Luego de una noche particularmente mala volviendo de la casa de un amigo en
bicicleta, y en la que podría haber jurado que una jauría de perros rabiosos me
estaba persiguiendo, llegué a casa para encontrar que alguien me esperaba en mi
habitación. En mi cama, de pie y completamente erguido ante la luz de la luna,
estaba Ickbarr. Al principio pensé que mis ojos estaban jugándome bromas de
nuevo, como lo habían estado haciendo toda la tarde, así que traté de prender y
apagar las luces. Lo hice de nuevo, con ningún cambio. Me estaba empezando a
poner nervioso.
Comencé
a retroceder hacia la puerta, sin quitar mis ojos de la silueta de Ick; mi mano
estirada incómodamente, buscando el picaporte. Estaba a punto de irme a la
mierda de ahí cuando escuché que la puerta era azotada contra su marco,
dejándome encerrado en la oscuridad. En nada más que sombras y silencio.
Hasta
que escuché una voz familiar y estridente. —Dejaste de alimentarme; ¿por qué debería
protegerte?
—¿Protegerme
de qué?
—Déjame
mostrarte.
Pestañeé
una vez y todo cambió. Ya no estaba en mi habitación, estaba en… otro lugar.
Una especie de bosque, un lugar horrible, de pesadillas, donde partes de fetos
abortados colgaban del follaje, y el suelo estaba infestado con insectos
carnívoros. Una niebla espesa inundaba el aire con un olor a carne podrida,
mientras luces de un verde amarillento parpadeaban en el cielo oscuro. Mi
cabeza empezó a palpitar como si estuviera a punto de explotar, porque en mi
mente, escuchaba la voz de nuevo.
—Esto
es lo que tu realidad será sin mí.
Sentí
unas pisadas que hacían temblar la tierra, aproximándose rápidamente.
—Soy el
único que puede pararlo.
Estaba
detrás de mí ahora, enorme y enojado.
—Dame
lo que necesito, y lo haré.
Me
desperté antes de poder darme vuelta.
Al día
siguiente revisé el armario de mis padres buscando los dientes de leche de mi
hermano, y se los di todos a Ickbarr. Casi inmediatamente después de ello las
pesadillas terminaron, y estaba relativamente en condiciones de seguir con mi
vida normal.
De vez
en cuando, me metía en la habitación de mi hermana y robaba lo que estaba
destinado al hada de los dientes, o estrangulaba a uno de los gatos de la
vecina para quitarle sus pequeños incisivos. Cualquier cosa para alejar las
visiones.
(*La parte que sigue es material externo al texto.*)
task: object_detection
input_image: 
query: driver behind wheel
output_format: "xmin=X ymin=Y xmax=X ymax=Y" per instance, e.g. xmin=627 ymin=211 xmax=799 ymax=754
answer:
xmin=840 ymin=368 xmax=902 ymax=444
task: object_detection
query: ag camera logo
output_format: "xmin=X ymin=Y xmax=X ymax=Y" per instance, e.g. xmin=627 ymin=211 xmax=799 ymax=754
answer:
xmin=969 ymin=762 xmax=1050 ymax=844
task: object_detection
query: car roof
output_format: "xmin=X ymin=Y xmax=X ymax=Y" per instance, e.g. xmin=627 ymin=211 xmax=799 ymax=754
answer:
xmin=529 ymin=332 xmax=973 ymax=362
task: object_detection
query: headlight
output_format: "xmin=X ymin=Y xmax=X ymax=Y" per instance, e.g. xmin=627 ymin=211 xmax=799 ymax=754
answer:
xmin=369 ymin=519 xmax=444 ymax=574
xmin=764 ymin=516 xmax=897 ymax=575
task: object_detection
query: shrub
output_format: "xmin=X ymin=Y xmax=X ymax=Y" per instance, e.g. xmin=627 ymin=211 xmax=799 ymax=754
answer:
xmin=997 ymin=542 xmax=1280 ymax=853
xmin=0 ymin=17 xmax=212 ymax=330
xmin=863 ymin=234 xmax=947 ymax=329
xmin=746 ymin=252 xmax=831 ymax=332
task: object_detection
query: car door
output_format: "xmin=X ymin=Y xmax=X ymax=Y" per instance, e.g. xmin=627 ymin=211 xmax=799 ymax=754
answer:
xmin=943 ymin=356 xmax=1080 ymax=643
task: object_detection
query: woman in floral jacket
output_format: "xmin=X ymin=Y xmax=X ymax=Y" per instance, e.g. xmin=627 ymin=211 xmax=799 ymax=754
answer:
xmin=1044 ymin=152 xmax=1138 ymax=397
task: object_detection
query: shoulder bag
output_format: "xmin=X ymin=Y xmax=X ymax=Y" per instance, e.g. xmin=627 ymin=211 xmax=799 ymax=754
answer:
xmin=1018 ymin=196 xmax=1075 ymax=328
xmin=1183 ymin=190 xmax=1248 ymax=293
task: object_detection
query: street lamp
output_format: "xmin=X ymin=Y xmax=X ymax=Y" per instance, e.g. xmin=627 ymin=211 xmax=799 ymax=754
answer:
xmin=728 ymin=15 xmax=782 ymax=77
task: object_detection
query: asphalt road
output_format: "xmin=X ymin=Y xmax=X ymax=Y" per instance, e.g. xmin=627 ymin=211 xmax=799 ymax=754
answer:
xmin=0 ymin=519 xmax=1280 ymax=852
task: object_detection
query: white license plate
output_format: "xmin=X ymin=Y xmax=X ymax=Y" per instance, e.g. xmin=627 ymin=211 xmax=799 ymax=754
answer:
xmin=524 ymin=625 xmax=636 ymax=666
También comencé a notar que Ick se movía en mi cuarto cada vez que yo
me iba, reordenando mis cosas y adicionando más cortinas. Se veía más vivo, de
alguna forma. En la luz correcta sus dientes podían verse brillando y se sentía
tibio al tacto. Por más que esto me asustara, no podía juntar el valor
necesario para destruirlo, sabiendo perfectamente a dónde eso me llevaría. Así
que continué recolectando dientes para Ick a lo largo de la secundaria y la
universidad. Mientras más crecía, a más cosas aprendía a tenerle miedo y más
dientes necesitaba Ick para mantenerme a salvo.
Ahora
tengo 22 años, un trabajo decente, mi propio apartamento, y una colección de
dentaduras. Ha pasado casi un mes desde la última vez que Ick comió y las
pesadillas están empezando a acorralarme de nuevo. Tomé un desvío a través de
un estacionamiento después del trabajo esta noche. Encontré a un hombre
forzando la cerradura de su auto. Sus dientes estaban manchados de amarillo
gracias a una vida de tabaco y café, y aun así, tuve que usar el martillo para
extraer los molares. Cuando regresé a mi departamento él me estaba esperando.
En el techo, en un extremo. Dos ojos blancos y una boca de navajas.
—¿Cuánto
me amas? —me pregunta.
—Más
que a nada —le contesto, sacándome mi abrigo—. Más que a nada en el mundo.